Later, from the festive chaos outside, a brisk messenger had entered
looking for the soldiers: they were to go to the Imperial Precinct,
wait by the Bronze Gates-or wherever they were ordered when they got
there-and escort the Rhodian mosaicist, Caius Crispus of Varena, home
when he was dismissed. It was a command, from the Chancellor.
Carullus had smiled at Kasia across the table. 'Told you,' he'd said.

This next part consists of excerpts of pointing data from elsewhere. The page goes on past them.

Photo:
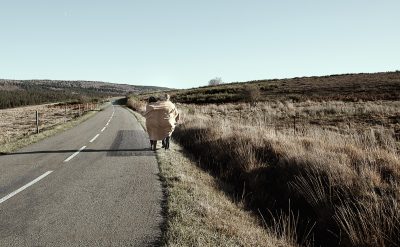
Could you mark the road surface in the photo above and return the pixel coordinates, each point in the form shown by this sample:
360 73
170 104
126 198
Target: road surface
94 185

'Protectors. And he got away with using his own name, too. This is
good news, girl.' He and five of his men had armed themselves and
gone.
Vargos, used to early nights and early mornings, had already gone to
bed. Kasia had been alone again. She didn't really have any fears for
herself. Or, that wasn't quite true. She had no idea what was to
become of her life. That would turn into a fear if she stopped to
dwell upon it.
She had left the last of the wine on the table and had gone up to her
room, locked the door, undressed, eventually fallen asleep. Had had
dreams on and off through the night, awakening at random noises from
the streets below, listening for returning footsteps down the hall.
She hadn't heard them.
She rose now, washed her face and upper body at the basin in the
room, dressed herself in what she'd worn on the road and since
arriving. Crispin had spoken of buying her clothing. The comment had
raised in her mind again the uneasy question of her future.